After that, function Π is extended to E ⊗ F . Let Υ denote the covariance operator associated to Π defined as Υ(ϕ, ψ) = (Ω0 ϕ + Ω0 K ∗ ψ, (Σn + KΩ0 K ∗ )ψ + KΩ0 ϕ), for all (ϕ, ψ) in X × Y. We have already pointed out that a covariance operator need to be trace-class in order to have an Hilbert space-valued random function. The following Lemma shows that Υ and the covariance operator of the predictive distribution Υyy = (Σn + KΩ0 K ∗ ) are trace-class. 8

Lemma 2 The covariance operators Υ and (Σn + KΩ0 K ∗ ) are trace class. In particular, (Σn + KΩ0 K ∗ ) trace class is a necessary condition for Υ being trace class. We then state that the joint probability Π is gaussian. Theorem 1 Let X × Y be a separable Hilbert space endowed with the σ-field E ⊗ F . Under Assumptions 1 and 2, the joint measure Π on (X × Y, E ⊗ F) is Gaussian with mean function mxy = (x0 , Kx0 ) ∈ X × Y and covariance operator Υ such that Υ(ϕ, ψ) = (Ω0 ϕ + Ω0 K ∗ ψ, (Σn + KΩ0 K ∗ )ψ + KΩ0 ϕ), for all (ϕ, ψ) in X × Y. A similar argument will be used to prove that the marginal distribution P of Yˆ on (Y, F) is gaussian.

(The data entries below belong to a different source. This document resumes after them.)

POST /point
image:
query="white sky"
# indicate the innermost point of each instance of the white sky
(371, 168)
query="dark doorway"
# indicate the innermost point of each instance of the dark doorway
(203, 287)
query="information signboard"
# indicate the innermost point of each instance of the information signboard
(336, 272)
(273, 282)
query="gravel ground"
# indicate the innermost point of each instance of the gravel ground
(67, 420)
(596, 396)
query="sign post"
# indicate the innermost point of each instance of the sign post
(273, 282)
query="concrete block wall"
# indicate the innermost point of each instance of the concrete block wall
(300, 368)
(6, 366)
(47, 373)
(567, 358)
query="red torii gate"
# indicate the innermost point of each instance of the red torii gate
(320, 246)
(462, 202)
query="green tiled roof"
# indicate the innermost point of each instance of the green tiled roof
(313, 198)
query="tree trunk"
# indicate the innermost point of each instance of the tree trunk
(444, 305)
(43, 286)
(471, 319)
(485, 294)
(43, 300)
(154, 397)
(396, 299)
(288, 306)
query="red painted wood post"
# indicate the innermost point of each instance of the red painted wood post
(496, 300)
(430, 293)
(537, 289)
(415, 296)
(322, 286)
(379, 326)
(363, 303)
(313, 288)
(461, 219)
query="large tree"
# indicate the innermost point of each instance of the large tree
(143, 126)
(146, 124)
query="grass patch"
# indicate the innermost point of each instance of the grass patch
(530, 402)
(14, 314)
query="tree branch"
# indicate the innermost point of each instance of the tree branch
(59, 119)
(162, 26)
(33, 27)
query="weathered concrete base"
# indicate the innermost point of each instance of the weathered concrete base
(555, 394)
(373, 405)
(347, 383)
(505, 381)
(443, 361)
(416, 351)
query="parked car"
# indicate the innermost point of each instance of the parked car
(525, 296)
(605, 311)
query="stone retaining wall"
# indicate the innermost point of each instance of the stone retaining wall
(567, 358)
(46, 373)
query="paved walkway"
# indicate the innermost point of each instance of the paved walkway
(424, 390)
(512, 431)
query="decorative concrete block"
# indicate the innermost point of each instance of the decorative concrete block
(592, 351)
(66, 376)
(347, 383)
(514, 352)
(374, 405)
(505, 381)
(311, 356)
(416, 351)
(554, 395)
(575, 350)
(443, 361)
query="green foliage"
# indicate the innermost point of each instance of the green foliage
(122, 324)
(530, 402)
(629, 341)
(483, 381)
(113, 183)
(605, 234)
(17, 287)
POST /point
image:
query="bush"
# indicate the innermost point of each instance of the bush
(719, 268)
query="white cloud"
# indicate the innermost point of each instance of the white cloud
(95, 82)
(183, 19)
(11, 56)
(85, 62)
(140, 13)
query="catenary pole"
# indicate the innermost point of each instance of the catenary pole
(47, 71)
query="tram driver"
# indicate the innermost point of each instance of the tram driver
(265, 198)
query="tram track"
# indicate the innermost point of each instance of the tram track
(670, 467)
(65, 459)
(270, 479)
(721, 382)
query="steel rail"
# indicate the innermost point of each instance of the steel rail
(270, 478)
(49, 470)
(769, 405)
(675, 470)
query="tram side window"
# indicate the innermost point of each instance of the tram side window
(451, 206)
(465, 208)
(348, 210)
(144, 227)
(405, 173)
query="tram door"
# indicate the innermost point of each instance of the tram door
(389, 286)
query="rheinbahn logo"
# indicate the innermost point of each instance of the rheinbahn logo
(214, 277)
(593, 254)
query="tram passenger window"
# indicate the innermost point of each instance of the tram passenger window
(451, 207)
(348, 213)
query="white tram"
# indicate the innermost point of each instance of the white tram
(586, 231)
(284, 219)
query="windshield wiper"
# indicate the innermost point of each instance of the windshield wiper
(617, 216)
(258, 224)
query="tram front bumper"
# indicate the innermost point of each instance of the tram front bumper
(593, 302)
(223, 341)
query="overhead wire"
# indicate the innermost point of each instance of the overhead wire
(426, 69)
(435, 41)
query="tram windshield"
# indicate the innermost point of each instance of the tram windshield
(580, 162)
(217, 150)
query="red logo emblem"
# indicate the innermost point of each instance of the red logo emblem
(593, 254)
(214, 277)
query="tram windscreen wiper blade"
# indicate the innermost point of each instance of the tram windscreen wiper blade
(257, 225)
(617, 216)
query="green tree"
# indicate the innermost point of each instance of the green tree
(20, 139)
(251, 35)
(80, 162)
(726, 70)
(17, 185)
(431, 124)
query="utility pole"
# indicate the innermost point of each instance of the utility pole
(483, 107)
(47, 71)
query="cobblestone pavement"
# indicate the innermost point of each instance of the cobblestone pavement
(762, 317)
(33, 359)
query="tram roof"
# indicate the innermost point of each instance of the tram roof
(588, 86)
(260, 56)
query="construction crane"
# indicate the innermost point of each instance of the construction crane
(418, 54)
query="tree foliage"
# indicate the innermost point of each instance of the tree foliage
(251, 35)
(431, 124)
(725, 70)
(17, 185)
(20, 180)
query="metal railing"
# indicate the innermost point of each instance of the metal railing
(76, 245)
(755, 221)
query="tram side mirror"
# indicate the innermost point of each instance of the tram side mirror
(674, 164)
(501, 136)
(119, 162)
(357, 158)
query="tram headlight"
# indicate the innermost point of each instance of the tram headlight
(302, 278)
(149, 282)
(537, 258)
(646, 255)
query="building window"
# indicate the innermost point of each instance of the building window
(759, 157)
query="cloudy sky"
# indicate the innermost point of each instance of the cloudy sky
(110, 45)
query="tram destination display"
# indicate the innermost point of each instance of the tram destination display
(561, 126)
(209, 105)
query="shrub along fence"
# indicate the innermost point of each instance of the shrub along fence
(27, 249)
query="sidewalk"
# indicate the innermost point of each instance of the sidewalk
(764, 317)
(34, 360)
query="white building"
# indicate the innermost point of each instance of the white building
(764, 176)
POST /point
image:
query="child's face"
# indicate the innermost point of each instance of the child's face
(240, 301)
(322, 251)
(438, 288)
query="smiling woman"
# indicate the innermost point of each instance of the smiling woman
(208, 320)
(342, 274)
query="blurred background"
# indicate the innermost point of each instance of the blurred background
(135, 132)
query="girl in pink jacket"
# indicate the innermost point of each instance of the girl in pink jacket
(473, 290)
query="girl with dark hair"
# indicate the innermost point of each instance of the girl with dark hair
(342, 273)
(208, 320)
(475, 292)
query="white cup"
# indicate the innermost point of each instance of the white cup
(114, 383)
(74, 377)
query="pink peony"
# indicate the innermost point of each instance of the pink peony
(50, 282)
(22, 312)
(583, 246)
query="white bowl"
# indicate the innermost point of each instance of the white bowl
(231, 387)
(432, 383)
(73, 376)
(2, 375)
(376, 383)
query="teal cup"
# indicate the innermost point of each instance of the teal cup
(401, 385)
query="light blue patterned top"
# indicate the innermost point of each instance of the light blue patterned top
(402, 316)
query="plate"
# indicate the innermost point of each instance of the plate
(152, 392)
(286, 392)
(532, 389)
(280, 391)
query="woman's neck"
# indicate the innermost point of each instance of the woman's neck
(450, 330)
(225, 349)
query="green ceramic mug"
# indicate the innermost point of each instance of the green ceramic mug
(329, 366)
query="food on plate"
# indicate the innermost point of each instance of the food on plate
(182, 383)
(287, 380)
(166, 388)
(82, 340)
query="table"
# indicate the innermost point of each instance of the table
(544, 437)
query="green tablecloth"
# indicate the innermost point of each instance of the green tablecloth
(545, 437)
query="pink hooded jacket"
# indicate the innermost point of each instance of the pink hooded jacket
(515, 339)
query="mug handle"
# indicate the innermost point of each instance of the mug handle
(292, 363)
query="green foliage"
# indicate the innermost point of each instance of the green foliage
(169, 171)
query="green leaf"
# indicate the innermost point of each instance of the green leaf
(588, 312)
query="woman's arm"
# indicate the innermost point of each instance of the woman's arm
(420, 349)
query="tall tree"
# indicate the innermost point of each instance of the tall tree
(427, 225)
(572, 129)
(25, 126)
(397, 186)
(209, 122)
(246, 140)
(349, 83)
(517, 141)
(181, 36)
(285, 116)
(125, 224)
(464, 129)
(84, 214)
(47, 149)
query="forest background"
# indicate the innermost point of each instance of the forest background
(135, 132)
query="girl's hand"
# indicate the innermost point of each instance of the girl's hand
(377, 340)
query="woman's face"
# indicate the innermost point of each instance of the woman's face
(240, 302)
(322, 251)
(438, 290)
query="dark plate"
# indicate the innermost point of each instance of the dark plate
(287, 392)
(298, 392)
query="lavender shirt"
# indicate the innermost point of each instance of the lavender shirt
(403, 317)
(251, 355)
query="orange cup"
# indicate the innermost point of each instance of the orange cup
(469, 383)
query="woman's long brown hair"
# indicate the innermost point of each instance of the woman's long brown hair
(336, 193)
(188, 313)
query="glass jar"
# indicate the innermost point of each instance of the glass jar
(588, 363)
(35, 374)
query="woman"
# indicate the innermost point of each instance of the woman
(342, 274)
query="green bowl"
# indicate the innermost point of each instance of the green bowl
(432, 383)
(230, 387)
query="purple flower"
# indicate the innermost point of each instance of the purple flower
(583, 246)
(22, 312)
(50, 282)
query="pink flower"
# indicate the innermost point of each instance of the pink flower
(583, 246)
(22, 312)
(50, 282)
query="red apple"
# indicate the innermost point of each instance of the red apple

Theorem 2 Let P be a gaussian measure on (Y, F) with mean function my = Kx0 in Y and covariance operator Υyy = Σn + KΩ0 K ∗ . Then, P is the marginal distribution on the Hilbert measurable space (Y, F) of the joint gaussian measure Π defined in Theorem 1. Distribution P is called predictive probability. Summarizing, we started from the inverse problem (2) and we characterized the Bayesian Inverse Problem associated to it by making two distributional assumptions. In the following of the paper we will denote the Bayesian Experiment as: Ξ = (X × Y, E ⊗ F , Π = P x ⊗ µ).

(7)

This Bayesian Experiment constitutes the object of our study and it is now evident how the object analyzed in the Bayesian approach is changed with respect to that one analyzed in the classical approach. The aim will be to determine the inverse decomposition of Π into the marginal P and posterior distribution µF = P(x|Yˆ ). Determination of this distribution raises some problems, in particular, we have to check for the regularity of the Bayesian Experiment, namely for the existence of a transition characterizing the posterior distribution.

2.5

Examples

Functional equation (2) with noisy observation of Y can be encountered in different fields, as we have already discussed in the introduction. Just for citing a few examples, in digital image analysis, see Chalmond (2003) [7], we have image-type data from which we wish to extract information that is of interest to the user. For instance, if the image is perturbed by an illumination fault, this fault must be removed to provide a more readable image. For a pair of similar images, we wish to estimate the deformation field that transforms one image into the other. An other example is given in tomography, where from radiographic projections of an object, we wish to create a threedimensional reconstruction of the contents of the object. We deal with inverse scattering problems when we wish to determine the support of an inhomogeneous medium from a knowledge of the far field pattern of the scattered field. Applications are given by the problem of detecting leukemia in the human body or by the problem of reconstructing object boundaries in shallow water using sonar data. In cancer therapy, linear inverse problem theory is used to recover functionals which can be used for computing hyperthermia treatment plans. Solving inverse problems is also required with spectral data. Take for instance the example of a two dimensional membrane. The goal is to find properties of the membrane or properties of a force on the membrane. The data are natural frequencies or mode shape measurements. Several other examples of application of linear inverse problems could be provided, but a complete review is beyond the scope of this paper. In this subsection, we just develop some example of application of our model encountered in statistic and econometric field.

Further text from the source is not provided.